The following CGI script will act as a gateway parsing the XML from the Netscape What's Related server. Given a URL, it will print out all the related URLs. In addition, it will also query the Netscape What's Related server for all the URLs related to this list of URLs and display them. From this point onward, we will refer to URLs that are related to the first set of related URLs as second-level related URLs. Figure 14-2 shows the initial query screen while Figure 14-3 illustrates the results from a sample query. Example 14-4 shows the HTML for the initial form.
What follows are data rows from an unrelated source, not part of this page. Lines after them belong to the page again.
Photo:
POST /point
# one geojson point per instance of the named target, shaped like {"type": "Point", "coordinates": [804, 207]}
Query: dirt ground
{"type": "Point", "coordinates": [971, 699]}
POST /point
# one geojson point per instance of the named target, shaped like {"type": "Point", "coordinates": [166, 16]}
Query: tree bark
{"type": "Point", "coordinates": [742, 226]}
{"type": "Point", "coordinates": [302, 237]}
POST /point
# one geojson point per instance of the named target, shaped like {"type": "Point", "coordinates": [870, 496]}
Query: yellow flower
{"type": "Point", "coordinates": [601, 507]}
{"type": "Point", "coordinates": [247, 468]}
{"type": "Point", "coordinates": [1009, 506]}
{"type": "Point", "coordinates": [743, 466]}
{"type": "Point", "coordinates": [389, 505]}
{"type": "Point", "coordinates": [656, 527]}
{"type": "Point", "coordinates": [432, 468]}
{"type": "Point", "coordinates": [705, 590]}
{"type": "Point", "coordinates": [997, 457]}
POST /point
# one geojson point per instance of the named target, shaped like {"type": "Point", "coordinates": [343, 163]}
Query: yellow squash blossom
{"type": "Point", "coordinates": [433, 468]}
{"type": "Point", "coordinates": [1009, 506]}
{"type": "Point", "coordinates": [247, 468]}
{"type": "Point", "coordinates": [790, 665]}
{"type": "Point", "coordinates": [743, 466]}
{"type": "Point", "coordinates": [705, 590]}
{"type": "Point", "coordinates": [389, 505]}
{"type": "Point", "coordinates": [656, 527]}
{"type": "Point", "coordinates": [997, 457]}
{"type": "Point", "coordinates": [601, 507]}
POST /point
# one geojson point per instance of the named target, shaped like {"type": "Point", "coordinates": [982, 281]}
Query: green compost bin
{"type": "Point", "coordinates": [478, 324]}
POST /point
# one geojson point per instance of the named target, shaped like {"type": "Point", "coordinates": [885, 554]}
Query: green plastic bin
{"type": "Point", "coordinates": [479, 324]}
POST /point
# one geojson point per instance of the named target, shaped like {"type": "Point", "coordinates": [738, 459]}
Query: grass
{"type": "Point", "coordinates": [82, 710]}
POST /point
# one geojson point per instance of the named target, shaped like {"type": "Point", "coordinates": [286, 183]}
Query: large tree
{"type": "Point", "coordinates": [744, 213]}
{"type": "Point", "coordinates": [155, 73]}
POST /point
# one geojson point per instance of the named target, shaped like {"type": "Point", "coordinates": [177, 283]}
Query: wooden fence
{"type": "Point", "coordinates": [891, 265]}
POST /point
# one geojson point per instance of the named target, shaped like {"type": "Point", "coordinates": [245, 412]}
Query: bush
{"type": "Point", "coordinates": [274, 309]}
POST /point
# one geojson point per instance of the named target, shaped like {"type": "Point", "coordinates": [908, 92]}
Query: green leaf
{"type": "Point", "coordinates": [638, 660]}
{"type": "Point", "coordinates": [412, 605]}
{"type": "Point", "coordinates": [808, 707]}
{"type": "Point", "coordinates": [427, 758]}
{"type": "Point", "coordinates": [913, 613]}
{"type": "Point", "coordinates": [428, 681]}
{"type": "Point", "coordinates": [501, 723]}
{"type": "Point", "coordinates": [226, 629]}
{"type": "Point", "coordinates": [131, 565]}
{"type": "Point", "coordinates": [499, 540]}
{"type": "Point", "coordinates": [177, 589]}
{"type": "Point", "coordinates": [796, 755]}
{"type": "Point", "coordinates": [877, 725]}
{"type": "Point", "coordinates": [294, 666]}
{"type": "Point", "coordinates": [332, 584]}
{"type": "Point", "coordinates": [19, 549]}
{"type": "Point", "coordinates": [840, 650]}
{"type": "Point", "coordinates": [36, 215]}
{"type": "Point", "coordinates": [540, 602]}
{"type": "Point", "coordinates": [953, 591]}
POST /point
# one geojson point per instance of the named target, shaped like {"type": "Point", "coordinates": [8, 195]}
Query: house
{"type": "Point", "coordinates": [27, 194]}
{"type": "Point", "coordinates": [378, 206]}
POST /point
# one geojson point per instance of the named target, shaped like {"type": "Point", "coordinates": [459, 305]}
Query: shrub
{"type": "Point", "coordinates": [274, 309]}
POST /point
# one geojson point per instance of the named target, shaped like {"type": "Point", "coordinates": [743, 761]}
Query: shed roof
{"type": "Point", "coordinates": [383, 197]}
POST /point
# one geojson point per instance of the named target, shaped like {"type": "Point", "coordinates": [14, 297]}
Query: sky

<HTML> <HEAD> <TITLE>What's Related To What's Related Query</TITLE> </HEAD> <BODY BGCOLOR="#ffffff"> <H1>Enter URL To Search:</H1> <HR> <FORM METHOD="POST"> <INPUT TYPE="text" NAME="url" SIZE=30><P> <INPUT TYPE="submit" NAME="submit_query" VALUE="Submit Query"> </FORM> </BODY> </HTML>
Two Perl modules will be used to provide the core data connection and translation services to the search engine. First, the library for web programming ( LWP) module will be used to grab data from the search engine. Since the What's Related server can respond to GET requests, we use the LWP::Simple subset of LWP rather than the full-blown API. Then, XML::Parser will take the retrieved data and process it so that we can manipulate the XML using Perl data structures. The code is shown in Example 14-5.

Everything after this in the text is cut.